The album opens with the first promotional single released over two months before the LP, ‘GTFO.’ The track serves as a more lyrically frivolous introduction to what is to come but has a note of finality as she bids farewell to a lover, signalling that this is going to be a story of reincarnation for Mariah, and for us. Melodically, it pretty much sets the tone for the next nine songs – relaxed and inviting, but subtly incandescent. Written and produced with, among others, Nineteen85, producer of Drake’s ‘One Dance’ and ‘Hotline Bling,’ influences can be felt on this track in its somewhat ethereal feel. There is where the similarities end as this track is undoubtedly signature Mariah. Moving into the main body of the album, track two 'With You' is the first and, currently, only single so far. With its catchy, warm melody it’s easy to see why this song was chosen for commercial release. Underneath what seems to be a simple tune, however, is a series of expertly chosen piano chords that kept listeners revisiting this song in the lead up to the main release. DJ Mustard brings his west coast magic that can make any song a hit and infuses a timeless beat into this classic sounding track.

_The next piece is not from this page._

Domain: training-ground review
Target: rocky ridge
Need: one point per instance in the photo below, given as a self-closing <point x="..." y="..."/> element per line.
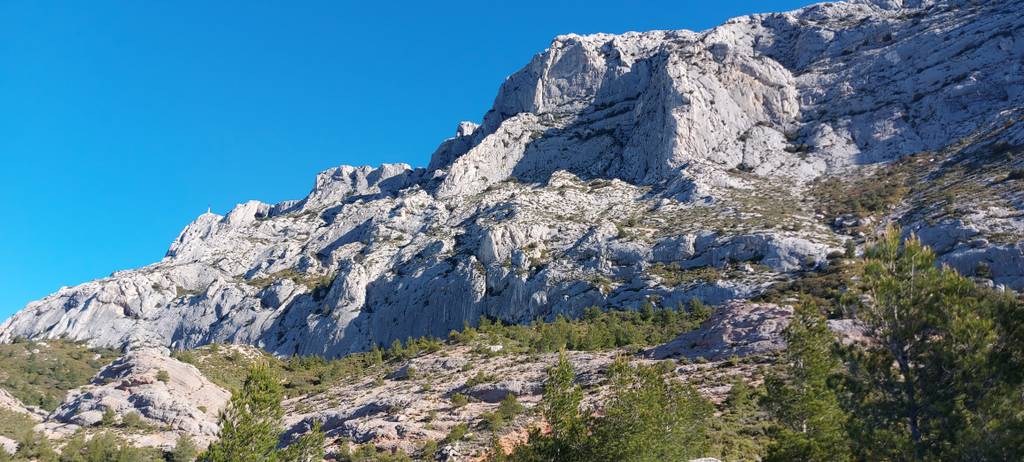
<point x="611" y="170"/>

After the title track, a 90s style foray that could have passed for a Babyface produced album opener, comes the third promotional single, ‘A No No.’ An instant hit among fans, it lyrically harks back to the irreverent rejection of GTFO, but, being more upbeat, this is the ambitious Mariah that characterised a lot of her more recognisable material last decade. A collaboration with Def Jam’s Shea Taylor, 'A No No' is cheeky, fun and a little risky but easily a highlight. The second promotional single, ‘The Distance,’ marks the approaching midpoint of the record. Featuring production from Skrillex, though you wouldn’t know it, this is the first song to feature a vocal guest, Ty Dolla $ign, who provides a smooth verse and some backing vocals toward the end, complementing the mix without overshadowing the star for a moment.

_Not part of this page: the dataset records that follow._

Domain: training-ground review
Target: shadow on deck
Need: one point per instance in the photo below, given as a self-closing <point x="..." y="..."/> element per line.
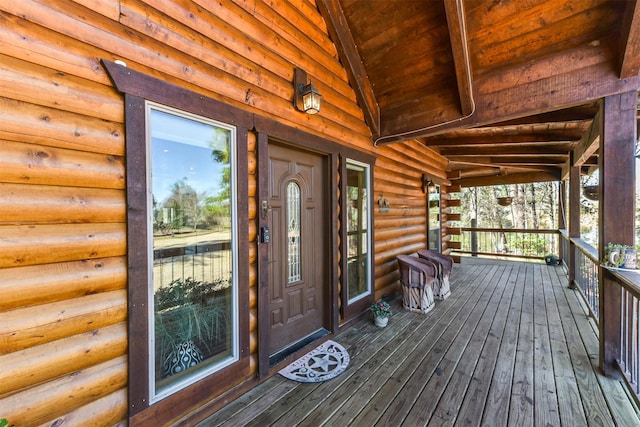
<point x="511" y="346"/>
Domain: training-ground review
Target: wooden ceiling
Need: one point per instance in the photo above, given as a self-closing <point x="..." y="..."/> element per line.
<point x="505" y="89"/>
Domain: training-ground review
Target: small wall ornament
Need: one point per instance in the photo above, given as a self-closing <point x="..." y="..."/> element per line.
<point x="383" y="204"/>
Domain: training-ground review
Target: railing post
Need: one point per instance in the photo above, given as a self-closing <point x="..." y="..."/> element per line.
<point x="616" y="224"/>
<point x="574" y="220"/>
<point x="474" y="237"/>
<point x="562" y="223"/>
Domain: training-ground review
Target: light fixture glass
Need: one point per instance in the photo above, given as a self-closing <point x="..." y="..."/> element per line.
<point x="306" y="96"/>
<point x="311" y="99"/>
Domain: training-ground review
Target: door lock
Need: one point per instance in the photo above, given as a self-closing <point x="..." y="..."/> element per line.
<point x="265" y="209"/>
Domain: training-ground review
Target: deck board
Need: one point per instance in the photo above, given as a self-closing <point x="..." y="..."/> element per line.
<point x="511" y="346"/>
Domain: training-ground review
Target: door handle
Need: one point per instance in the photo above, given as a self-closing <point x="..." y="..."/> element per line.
<point x="265" y="209"/>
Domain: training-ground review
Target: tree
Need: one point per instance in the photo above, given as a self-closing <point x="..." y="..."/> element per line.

As the B side begins, we hear the opening tones of arguably the best track on the album, ‘Giving Me Life,’ another collaboration, this time with Blood Orange and Slick Rick, though, as before, this really is all Mariah. More than any other single track, this extended cut encapsulates the album’s soft flow, its understatement, its tonal optimism and its quiet confidence. The song closes out with a short instrumental which completely changes the emotional tone and takes the listener to an even calmer place, if that’s possible, before being brought straight back in with ‘One Mo’ Gen,’ amping up the sensuality and the stakes simultaneously, keeping us hooked to the point where one might, understandably, expect the record to taper off. The crisp clicks and snares recall the first half of the album and remind us where we began, as we transition into another high point, the Timbaland produced ‘8th Grade,’ whose artistic maturity compared with his most famous works make the reasons for this collaboration quickly apparent. Here, we are immersed into the narrative more than any other song, as Mariah’s appeals for her lover to be present serve concomitantly as an entreaty for the listener to remain on board as we move over the thirty-minute mark.
‘Stay Long Love You’ proves that no matter what is going on, including Gunna’s background vocals, high-pitched flute effects and a noticeably faster beat, Mariah will never lose her sangfroid, as she shows her attitude one last time before moving into what is easily the most beautiful ballad Mariah has done in years, ‘Portrait.’ This song is on par with early masterpieces such as ‘Can’t Let Go’ and ‘Vanishing’. Somewhere between a torch song and a swan song, Carey chooses to close us out with something vastly different than what has come before, and yet it doesn’t feel shoehorned or anticlimactic. Instead, the song is so hauntingly beautiful that you can’t imagine any other finish to this work than the sombre strings that abate just a moment after Mariah’s last note. What we’re left with is a feeling of tranquillity, of each part working in harmony to complement but not overshadow the others in a way that seems to personify Mariah; the first thing you want to do is start the album all over again.
That feeling is Mariah’s best album in two decades, Caution.